Fraud and identity theft

The ability to clone voices could be used to carry out fraud and identity theft in phone calls, voice messages or audio recordings.

This could have serious consequences in terms of security and trust, especially at a time when telematic procedures or purchasing products over the telephone are becoming more popular.

Disinformation and manipulation

Voice cloning technology could be used to create fake audio recordings in order to spread misinformation or manipulate public opinions. This raises concerns in the context of misinformation and manipulation of reality.
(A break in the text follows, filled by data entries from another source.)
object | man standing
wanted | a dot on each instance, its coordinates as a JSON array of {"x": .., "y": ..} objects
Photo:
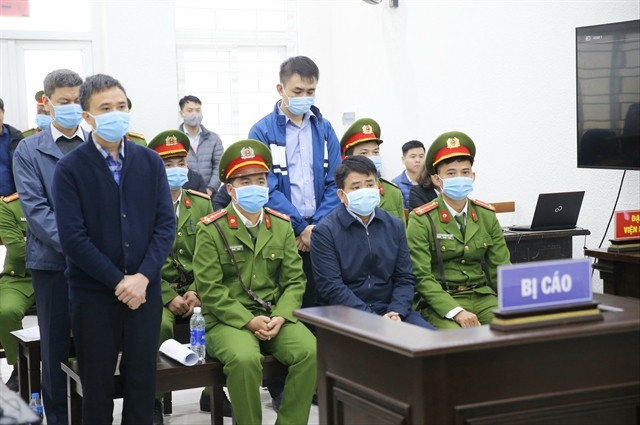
[
  {"x": 33, "y": 165},
  {"x": 363, "y": 138},
  {"x": 16, "y": 291},
  {"x": 450, "y": 238},
  {"x": 9, "y": 139},
  {"x": 413, "y": 161},
  {"x": 359, "y": 252},
  {"x": 117, "y": 225},
  {"x": 206, "y": 146},
  {"x": 250, "y": 280}
]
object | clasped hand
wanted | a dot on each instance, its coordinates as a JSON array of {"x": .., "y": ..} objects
[
  {"x": 265, "y": 328},
  {"x": 132, "y": 290}
]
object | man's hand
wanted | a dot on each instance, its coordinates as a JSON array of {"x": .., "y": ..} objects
[
  {"x": 393, "y": 316},
  {"x": 466, "y": 319},
  {"x": 178, "y": 306},
  {"x": 273, "y": 327},
  {"x": 258, "y": 323},
  {"x": 305, "y": 237},
  {"x": 132, "y": 290}
]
This could affect individuals, companies or even public figures, who could see their voices used to generate false and interested content, such as an audio of a President admitting bribes when he never did so in real life, for example, with the repercussion legal and media that this would entail.

Phishing and social engineering

Voice cloning could used in phishing and social engineering attacks, where attackers try to trick people into believing that they are interacting with someone they trust, in order to try to obtain their data for illegal things.

Let's imagine hackers asking a person for a quick transfer or a Bizum with the voice of a child because they need a quick deposit, or asking for a moment for the bank password to "see something about the account", for example. example.

Legal issues and liability

Misuse of voice cloning could lead to legal issues and liability challenges, as Determining the authenticity of voice recordings could become more complicated. And although before experts and experts were needed to see the authenticity, now the factor of cloned voices will have to be taken into account for trials.

For our part, we just have to wait to see how this evolves and if Meta will get its act together with the security issue. At the moment they have announced that the project will be closed source, so we advise a certain caution when it comes to using our voice for this, since we are not clear exactly what use the company will give to the data collected. .


Leave a Comment

Your email address will not be published. Required fields are marked with *

*

*

  1. Responsible for the data: Actualidad Blog
  2. Purpose of the data: Control SPAM, comment management.
  3. Legitimation: Your consent
  4. Communication of the data: The data will not be communicated to third parties except by legal obligation.
  5. Data storage: Database hosted by Occentus Networks (EU)
  6. Rights: At any time you can limit, recover and delete your information.